In Europe, 16 European Union nations have united in the European Nuclear Alliance with the aim of reaching 150 GW of nuclear power capacity by 2050, a modest yet pivotal 50% increase from current continental European capacity. In the UK, the government has set ambitious targets for tripling nuclear capacity, with plans for large-scale projects like Sizewell C and small modular reactors (SMRs) on the horizon.


In Asia, nuclear generation has more than doubled in the past decade, led by China, which has added nearly 40 reactors during this period and has a goal of adding 150 more in the next 15 years. India has pledged to triple its nuclear capacity by 2032, and Bangladesh just became the newest member of the nuclear family with its first nuclear unit planned to start up in 2024. Both Japan and South Korea have reviewed national energy policies in support of existing and new nuclear generation.

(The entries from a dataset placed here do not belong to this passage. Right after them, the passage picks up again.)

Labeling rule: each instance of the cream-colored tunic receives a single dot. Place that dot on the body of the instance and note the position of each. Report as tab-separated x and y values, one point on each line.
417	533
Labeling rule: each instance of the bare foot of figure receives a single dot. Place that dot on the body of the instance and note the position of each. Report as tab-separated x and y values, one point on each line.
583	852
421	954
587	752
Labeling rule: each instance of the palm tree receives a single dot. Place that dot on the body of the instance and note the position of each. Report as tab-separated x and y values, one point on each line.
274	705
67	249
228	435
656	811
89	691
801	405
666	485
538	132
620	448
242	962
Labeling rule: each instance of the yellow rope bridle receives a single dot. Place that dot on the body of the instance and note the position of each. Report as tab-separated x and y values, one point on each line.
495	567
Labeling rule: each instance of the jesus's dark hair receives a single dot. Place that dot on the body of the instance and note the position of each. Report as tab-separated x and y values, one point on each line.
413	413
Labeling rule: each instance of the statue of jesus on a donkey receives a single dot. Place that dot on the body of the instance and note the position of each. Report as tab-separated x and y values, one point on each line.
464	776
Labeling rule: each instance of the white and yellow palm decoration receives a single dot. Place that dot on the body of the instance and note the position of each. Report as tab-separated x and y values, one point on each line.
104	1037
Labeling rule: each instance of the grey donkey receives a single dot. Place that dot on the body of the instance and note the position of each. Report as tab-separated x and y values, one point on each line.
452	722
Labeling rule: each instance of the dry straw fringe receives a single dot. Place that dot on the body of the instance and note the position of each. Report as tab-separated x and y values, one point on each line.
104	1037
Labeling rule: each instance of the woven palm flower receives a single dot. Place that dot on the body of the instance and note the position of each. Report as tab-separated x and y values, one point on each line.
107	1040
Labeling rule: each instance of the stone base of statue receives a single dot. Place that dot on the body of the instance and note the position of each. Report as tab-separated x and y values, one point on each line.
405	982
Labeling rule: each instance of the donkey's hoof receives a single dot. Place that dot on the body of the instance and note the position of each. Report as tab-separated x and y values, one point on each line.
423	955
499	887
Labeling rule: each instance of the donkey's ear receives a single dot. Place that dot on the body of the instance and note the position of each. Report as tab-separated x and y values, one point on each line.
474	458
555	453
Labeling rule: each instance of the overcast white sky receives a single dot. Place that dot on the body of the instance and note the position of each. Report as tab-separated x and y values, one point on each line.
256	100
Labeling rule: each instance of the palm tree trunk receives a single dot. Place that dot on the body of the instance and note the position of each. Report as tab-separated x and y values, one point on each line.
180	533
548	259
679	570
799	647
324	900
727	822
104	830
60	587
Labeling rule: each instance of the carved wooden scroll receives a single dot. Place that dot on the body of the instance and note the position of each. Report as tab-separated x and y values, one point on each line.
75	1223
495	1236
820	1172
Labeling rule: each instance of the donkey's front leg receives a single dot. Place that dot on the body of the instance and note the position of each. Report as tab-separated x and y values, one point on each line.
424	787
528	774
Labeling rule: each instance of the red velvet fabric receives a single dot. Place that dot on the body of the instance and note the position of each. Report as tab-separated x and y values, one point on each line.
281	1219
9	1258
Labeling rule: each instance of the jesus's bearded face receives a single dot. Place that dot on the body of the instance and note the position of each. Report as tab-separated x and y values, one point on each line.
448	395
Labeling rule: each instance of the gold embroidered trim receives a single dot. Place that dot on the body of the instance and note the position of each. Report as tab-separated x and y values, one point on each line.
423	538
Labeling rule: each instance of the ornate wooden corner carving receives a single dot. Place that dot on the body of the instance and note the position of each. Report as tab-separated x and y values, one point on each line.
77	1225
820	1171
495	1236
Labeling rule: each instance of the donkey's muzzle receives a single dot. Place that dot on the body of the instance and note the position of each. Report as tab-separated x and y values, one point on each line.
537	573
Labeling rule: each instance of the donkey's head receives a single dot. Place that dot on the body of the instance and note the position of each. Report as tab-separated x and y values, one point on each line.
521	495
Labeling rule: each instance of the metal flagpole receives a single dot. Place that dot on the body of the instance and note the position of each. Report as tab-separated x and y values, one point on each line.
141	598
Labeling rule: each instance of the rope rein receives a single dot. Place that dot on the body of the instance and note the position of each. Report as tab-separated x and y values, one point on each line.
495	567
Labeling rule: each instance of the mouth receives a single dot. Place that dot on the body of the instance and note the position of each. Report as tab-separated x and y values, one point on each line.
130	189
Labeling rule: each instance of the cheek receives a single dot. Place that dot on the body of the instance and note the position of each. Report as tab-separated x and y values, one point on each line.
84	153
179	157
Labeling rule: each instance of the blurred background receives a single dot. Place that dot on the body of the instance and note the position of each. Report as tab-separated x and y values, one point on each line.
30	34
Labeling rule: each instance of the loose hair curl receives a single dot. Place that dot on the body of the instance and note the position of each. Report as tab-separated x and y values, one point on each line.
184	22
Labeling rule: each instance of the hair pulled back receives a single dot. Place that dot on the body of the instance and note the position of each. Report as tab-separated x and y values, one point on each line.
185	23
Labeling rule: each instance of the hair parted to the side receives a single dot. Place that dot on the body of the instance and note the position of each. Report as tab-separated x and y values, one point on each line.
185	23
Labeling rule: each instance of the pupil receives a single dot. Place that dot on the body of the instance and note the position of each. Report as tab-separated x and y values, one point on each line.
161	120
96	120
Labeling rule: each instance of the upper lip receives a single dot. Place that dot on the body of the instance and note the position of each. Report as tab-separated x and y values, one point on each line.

Governments must actively facilitate the nuclear industry's growth at the required pace and scale, while industry players must demonstrate their commitment to working collaboratively to achieve this global imperative.


The United Arab Emirates is also making significant strides, soon commencing its fourth reactor at Barakah, increasing the share of nuclear in its electricity generation mix from zero to up to 25% in just four years. Turkey is moving forwards with a similarly ambitious four-unit plant at Akkuyu and Egypt is following suit with the construction of its first nuclear plant at El-Dabaa, becoming the second African country to embrace nuclear power after South Africa.


Canada and the US are collaborating to establish a regulatory environment that will help accelerate the development and deployment of SMRs and plans for the first demonstration plants are well-advanced in both countries. SMRs are gaining global attention due to their diverse designs and applications, ranging from scaled-down versions of existing technologies to innovative designs that can provide high-temperature process heat. Together with new large-scale reactors, SMRs hold the key to decarbonising hard-to abate industrial sectors.


Governments must facilitate nuclear growth
However, the realisation of these technologies hinges on the commitment of governments and the global nuclear industry to creating the necessary conditions for accelerated deployment. To galvanise this effort, we have launched the Net Zero Nuclear initiative, aimed at bringing together governments, the nuclear industry and civil society at COP28 to pledge their commitment to tripling global nuclear capacity by 2050, a critical step towards achieving a net zero global economy.


The call for action extends beyond policy setting; it demands practical programmes for constructing new facilities and extending the lifespan of existing nuclear plants. Governments must actively facilitate the nuclear industry’s growth at the required pace and scale, while industry players must demonstrate their commitment to working collaboratively to achieve this global imperative. The stakes are high, but the benefits for our planet and future generations are immeasurable.


The views and opinions expressed in this article are strictly those of the author only and are not necessarily given or endorsed by or on behalf of the Energy Institute.